Sunday, May 11, 2008

clean beauty in stockholm and joy in amsterdam

From Prague we moved on forward to Berlin, or so we thought. We got into Berlin, saw the wall, the place where Hitler shot himself, and then realized Alex forgot his retainer in Prague. Oh, lord. Okay, so risk his teeth shifting and then having to find a dentist to get another retainer molded OR spend the next day that we were supposed to spend in Berlin going back to Prague. We chose the latter. Kind of absurd to be reliant on a strange molded plastic mechanism, isnt it? So, 5 hours back to Prague then another 5 hours returning again to Berlin and then a 2 hour break and then a night train to Malmo, Sweden and then a 15 minute break and a 5 hour train to Stockholm. Whew!

Luckily, train travel is super not stressful and we had our night cabin to ourselves and it was mostly pleasant for having to go that far for that long. Stockholm was beautiful. Clean, neat, happy. The land looked to me like northern wisconsin -- which is probably why a lot of swedes ended up there -- filled with red barns and flat land, lots of glimmering lakes among forests of thin pine trees. I felt like I fit in there. Lots of tall beautiful blondes, not what i am exactly, but sort of how I see Lindsey. Alas, it turns out that in very well run countries with not much sightseeing you'd rather dream of living there than be a tourist there. So, we cut out a day of Stockholm and headed to Amsterdam via Copenhagen.

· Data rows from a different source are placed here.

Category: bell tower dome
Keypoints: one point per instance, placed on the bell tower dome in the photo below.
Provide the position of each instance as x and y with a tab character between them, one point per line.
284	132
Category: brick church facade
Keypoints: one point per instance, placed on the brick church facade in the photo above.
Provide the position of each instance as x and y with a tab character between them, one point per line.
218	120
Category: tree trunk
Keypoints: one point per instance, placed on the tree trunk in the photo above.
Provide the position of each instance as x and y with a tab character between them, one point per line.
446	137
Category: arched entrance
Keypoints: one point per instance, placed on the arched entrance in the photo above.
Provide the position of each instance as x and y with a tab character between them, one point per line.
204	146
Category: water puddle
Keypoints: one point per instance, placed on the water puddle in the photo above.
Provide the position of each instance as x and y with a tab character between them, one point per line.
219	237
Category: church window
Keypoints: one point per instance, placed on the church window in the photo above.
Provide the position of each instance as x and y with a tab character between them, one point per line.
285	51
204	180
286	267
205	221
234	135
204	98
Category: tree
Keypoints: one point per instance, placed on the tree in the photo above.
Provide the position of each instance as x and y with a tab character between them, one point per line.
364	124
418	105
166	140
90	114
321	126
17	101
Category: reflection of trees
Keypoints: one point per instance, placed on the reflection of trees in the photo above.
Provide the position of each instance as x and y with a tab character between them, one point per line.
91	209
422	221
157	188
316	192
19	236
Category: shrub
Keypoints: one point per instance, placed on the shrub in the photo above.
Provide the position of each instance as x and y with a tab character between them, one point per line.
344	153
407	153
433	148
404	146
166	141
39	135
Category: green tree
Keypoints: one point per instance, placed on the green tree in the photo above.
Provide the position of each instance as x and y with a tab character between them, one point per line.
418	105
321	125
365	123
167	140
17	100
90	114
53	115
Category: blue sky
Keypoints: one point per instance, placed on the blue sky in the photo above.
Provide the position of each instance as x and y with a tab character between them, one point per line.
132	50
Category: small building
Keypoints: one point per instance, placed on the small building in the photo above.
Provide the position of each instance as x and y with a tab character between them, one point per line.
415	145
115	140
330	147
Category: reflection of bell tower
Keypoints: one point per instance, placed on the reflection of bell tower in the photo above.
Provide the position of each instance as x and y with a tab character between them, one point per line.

Just in the short while we have been here the experience has been filled with wonder and awe. Bikes everywhere! Barely any cars only buses and trams and bikes and people fill the streets. The canals are rife with young and beautiful large dutch people, rowing their boats and their newly-browning skin glowing in the afternoon sunlight. When we tried to get on the bus the driver said it was free today (i think informally because no other native amsterdammers knew about this), and everyone was in such high spirits about this spontaneous phenomena that they kept filling with laughter everytime someone else got on the bus and received the pleasant news from our jovial captain. To top it off, he picked up his microphone and told the bus he was thinking of Louis Armstrong's famous song and began to sing "the colors of the rainbow so pretty in the sky, are also on the faces of people on the BUS, i see friends shaking hands, saying how do you do, they're really saying I LOVE YOU -- I love you, I love each and everyone one of you, my bus riders." And as I look over past all the faces just beaming with glee in unabashed and unironic happiness, a little girl who looks like a younger version of myself and is also dressed up like a priness smiles at me as the setting sun shines behind her head and illuminates her golden hair, throwing a halo around her angelic face. Then I look out the window behind her and see the famous statue that proclaims I AMSTERDAM. This can't be real.